“You’ll be okay,” I whispered, putting my hands on the wolf and silently praying to the Goddess to save my friend and guardian, trying to shake that silvery magic awake and make it do my bidding. Akela let out a rasping breath, and his chest stopped moving.

“Red,” Hunt croaked out, reaching to cover my hands with his. They were covered in Akela’s blood, and I shook my head fiercely as a tear escaped, tugging on the bright magic to move faster.

“Just wait,” I snapped, looking up at his somber face. I looked back down, trying to focus on the magic; to focus on that bright thing that felt like warmth and light and life. Akela whined as I felt him take a deep breath.

“Holy shit,” Hunt said, staring at me wide eyed. “That is not witch magic. What the fuck are you, Red?”

Chapter 13

Akela whined again as I struggled to find the words to explain.

“Well?” Hunt asked, glaring at me from across Akela, who was still lying where he had fallen. His breathing had become steadier, and he whined again, moving his head slightly as if in search of someone to scratch it. I didn’t dare oblige when Hunt was looking at me like I might attack him.

“It’s why I had to run,” I choked out finally, scooting back a foot to give him some space to process. “On the night of my birthday, I used it to save a child. It was an accident. I didn’t know I could do it. My mother told me I had to run.”

“Run from what?” Hunt asked, uncapping his waterskin and bringing the spout to Akela.
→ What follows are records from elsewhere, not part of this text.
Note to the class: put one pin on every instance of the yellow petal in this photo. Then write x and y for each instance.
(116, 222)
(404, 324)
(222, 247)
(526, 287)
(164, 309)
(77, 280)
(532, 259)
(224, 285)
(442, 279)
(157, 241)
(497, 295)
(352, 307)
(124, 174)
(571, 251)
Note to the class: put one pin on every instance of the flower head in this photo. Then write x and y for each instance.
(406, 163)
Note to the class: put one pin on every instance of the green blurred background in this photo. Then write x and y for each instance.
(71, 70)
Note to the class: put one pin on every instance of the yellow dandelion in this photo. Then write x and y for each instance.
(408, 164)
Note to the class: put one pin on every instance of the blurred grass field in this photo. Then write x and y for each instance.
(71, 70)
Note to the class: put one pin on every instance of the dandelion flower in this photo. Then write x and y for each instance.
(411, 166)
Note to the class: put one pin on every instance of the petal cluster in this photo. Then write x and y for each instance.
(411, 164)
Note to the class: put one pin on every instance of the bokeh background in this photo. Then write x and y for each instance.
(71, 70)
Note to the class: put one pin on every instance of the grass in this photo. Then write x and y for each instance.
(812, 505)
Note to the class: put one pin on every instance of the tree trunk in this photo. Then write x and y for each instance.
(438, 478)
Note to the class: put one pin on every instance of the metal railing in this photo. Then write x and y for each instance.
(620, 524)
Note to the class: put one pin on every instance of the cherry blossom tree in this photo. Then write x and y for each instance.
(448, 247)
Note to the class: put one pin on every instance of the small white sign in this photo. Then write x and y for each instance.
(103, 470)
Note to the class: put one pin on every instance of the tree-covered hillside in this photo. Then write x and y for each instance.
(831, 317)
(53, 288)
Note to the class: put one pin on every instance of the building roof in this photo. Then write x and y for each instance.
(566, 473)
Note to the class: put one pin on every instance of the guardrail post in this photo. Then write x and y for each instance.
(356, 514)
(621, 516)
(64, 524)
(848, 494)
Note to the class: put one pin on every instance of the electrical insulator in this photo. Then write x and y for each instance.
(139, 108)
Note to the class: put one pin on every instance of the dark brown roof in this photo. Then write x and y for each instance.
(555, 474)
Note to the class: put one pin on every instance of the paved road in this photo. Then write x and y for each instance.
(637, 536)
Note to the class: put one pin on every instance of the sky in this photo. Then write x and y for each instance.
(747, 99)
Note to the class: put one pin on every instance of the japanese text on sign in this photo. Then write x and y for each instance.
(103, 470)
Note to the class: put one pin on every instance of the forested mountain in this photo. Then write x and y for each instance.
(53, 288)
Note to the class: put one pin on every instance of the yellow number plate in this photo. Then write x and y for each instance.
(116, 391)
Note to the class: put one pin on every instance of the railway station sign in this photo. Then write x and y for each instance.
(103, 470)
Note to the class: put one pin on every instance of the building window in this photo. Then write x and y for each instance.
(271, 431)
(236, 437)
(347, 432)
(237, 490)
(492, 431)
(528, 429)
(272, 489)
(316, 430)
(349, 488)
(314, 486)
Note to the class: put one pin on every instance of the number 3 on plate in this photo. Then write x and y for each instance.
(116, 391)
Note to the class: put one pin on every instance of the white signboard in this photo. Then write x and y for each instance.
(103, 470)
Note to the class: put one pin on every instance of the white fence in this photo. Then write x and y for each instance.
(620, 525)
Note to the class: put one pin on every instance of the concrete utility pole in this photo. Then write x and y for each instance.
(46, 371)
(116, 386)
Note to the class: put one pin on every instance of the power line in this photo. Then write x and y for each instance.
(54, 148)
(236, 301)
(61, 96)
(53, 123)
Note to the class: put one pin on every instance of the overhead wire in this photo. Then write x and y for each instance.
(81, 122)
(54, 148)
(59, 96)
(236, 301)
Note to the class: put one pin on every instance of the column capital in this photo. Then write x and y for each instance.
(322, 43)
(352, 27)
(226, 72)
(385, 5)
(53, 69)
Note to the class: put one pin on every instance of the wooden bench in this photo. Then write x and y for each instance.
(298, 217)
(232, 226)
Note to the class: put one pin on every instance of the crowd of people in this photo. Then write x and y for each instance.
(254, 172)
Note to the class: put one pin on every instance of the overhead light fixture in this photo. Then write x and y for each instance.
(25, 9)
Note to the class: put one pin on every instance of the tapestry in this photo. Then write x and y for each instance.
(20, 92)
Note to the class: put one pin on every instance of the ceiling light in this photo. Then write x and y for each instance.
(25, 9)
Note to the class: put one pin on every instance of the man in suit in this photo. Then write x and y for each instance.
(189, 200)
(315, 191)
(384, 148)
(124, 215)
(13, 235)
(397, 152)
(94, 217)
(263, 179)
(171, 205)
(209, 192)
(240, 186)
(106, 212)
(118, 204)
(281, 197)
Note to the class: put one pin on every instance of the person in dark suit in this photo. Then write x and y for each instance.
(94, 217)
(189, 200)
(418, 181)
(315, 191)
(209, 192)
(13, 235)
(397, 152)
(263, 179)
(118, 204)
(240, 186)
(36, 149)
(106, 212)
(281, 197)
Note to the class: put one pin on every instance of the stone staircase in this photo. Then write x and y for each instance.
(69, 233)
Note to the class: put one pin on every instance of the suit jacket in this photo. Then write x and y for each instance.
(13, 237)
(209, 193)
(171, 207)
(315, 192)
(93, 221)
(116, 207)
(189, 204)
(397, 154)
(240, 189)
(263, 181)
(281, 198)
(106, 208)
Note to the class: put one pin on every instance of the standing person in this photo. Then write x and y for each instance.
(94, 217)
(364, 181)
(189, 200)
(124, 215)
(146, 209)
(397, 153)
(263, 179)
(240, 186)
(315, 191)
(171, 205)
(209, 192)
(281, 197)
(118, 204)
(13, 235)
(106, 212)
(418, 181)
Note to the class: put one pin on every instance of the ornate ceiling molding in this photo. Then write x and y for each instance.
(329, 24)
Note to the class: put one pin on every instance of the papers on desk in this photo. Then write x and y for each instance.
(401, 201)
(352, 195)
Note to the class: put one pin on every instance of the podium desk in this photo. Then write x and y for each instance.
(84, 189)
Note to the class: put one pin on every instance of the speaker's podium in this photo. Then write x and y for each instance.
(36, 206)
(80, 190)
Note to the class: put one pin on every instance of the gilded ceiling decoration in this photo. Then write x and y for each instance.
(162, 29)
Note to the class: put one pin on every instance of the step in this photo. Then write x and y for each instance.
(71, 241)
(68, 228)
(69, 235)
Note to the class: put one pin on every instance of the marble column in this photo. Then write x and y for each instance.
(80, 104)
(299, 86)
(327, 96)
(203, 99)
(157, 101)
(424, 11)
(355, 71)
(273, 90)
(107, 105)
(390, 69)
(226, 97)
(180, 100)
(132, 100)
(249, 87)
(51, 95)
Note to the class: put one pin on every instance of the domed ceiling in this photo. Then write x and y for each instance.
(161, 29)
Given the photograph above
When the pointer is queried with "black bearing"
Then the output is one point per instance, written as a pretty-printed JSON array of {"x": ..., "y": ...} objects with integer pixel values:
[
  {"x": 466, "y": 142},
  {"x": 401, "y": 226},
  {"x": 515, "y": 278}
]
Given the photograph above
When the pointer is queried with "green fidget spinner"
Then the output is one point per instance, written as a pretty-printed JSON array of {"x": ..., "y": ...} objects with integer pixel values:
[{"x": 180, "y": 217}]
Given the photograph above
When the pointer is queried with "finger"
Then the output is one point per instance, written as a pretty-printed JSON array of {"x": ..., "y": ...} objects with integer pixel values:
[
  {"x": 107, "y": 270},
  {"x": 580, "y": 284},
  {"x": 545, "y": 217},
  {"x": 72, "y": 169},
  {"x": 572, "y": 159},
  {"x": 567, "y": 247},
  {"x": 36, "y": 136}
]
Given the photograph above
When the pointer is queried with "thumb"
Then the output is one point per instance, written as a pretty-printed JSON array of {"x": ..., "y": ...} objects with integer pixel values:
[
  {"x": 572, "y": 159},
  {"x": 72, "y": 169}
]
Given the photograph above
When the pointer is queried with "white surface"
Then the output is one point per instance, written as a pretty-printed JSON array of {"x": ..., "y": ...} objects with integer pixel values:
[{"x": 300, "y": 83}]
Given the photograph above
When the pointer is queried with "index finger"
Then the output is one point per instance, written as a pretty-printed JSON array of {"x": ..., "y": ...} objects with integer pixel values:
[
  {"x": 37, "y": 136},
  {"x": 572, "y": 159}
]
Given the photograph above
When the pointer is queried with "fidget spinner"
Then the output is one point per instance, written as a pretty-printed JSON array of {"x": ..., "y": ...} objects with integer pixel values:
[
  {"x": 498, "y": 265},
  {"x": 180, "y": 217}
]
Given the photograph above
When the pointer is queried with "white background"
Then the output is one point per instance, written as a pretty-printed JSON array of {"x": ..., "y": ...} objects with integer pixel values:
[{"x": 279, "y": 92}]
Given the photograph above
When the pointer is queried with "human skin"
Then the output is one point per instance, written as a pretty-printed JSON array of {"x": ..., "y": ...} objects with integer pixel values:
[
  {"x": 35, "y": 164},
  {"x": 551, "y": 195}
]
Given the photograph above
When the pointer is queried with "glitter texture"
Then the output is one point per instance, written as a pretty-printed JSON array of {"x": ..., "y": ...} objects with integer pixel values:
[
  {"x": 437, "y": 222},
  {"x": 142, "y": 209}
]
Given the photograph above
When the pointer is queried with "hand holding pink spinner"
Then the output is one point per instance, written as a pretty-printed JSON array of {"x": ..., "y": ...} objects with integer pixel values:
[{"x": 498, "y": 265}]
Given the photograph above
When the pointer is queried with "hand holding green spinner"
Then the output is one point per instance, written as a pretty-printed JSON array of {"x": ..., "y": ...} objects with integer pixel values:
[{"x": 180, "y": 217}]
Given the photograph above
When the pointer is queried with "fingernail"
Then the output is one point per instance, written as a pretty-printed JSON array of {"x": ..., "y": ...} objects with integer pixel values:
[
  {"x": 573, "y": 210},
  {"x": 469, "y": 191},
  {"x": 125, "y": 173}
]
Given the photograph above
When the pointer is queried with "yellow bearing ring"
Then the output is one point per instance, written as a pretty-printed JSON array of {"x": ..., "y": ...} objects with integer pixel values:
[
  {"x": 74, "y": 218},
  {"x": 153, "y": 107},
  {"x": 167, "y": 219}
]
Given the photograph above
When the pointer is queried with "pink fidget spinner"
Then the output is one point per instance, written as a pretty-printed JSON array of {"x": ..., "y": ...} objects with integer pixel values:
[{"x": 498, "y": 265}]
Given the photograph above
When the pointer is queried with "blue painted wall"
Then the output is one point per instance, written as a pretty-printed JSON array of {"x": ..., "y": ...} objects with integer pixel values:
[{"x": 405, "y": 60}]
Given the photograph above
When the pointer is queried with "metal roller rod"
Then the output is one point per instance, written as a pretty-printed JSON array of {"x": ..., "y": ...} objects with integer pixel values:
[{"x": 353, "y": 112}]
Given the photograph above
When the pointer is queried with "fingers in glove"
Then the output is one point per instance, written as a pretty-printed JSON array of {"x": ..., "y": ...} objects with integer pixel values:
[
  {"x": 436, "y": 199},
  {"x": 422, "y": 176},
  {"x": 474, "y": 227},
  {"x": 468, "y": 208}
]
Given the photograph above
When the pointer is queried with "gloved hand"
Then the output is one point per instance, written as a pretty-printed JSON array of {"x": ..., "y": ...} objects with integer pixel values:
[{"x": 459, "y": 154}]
The wolf drank, and Hunt poured the rest of the water over his bloody hands, wiping them on his trousers. He was glaring at me as if I had lied to him, which I technically had, I supposed.

“The Crone,” I said, deciding it would be best not to mention I was her granddaughter on top of everything else. “Mama said I was cursed and blessed with life and death. It’s why she sent me to the Darklands, I think. So I can try to break the curse.”

“Holy shit,” Hunt murmured, scrubbing a hand over his jaw and looking at me in bewilderment. Something like realization seemed to strike him, but he didn’t share whatever he had just discovered.

“Well that certainly is a neat trick,” he said, scratching Akela’s ears. The wolf whined pathetically, and Hunt chuckled, lifting the animal up over his shoulder to carry him like a child who was too tired to walk. “Coming, Red?”

“That’s it?” I asked, shocked that Hunt hadn’t run far, far away from me already. “Just ‘neat trick, let’s go’?”

Hunt shrugged. “You saved Akela,” he said seriously, looking down at me where I still sat. “I owe you a life debt for it.”

“So you’re still going to take me to the Darklands?” I asked, standing slowly and taking a step toward the pair. A hoot in the distance told me that Artemis had already taken off, and I sighed in relief that she was okay too.

“I promised to take you where you need to go,” Hunt said patiently, as if I were a child arguing with him about eating my vegetables. “Can you do any other magic, besides the healing?”

“I managed to rot an apple on my first day,” I confessed, feeling sheepish about it. Hunt raised a brow skeptically, and I continued, “But I haven’t been able to do it since.”

Hunt pursed his lips, looking thoughtful, before nodding decidedly.

“Then let’s go,” he said, turning back in the direction we had been heading before the leshy attack.

“Seriously?” I asked, jogging to catch up with him. My skirts were in terrible shape from all the hiking through the forest, and I had never been more envious of men’s trousers. “I just brought your pet back to life and you don’t have any more questions?”

“Oh, I do,” Hunt said, turning to look at me over Akela’s legs. “But I work for demons, remember? I’ve seen this kind of magic before.”

“Really?” I asked. “Is life and death magic common?”

“No,” he said, hesitating as if deciding how much to divulge. “But I’ve seen it used before.”

“Mama called it a gift,” I said darkly.

“You don’t agree?” Hunt asked, looking down at me. “You just brought my best friend back from the dead. Seems like a gift to me.”

“Your best friend is a wolf?” I asked.

“That’s beside the point,” Hunt growled. “I’m with your mother on this one.”

“Yes, but it feels…” I hesitated, throwing my hands up in frustration, “unnatural.”

“If it’sdemonmagic,” Hunt said slowly, as if pondering the way the blessing or curse or whatever it was might work, “then it’s probably instinctual, not unnatural. Demon magic is as much a gift from the gods as witch magic, there are just no incantations or pentagrams or any of your witch rituals to make it work. You wanted Akela to live, so you made it happen.”

“That makes no sense to me,” I said, my logical witchy mind needing spells and altars and ceremony to make sense of magic. “And it’s terrifying. There’s no balance!”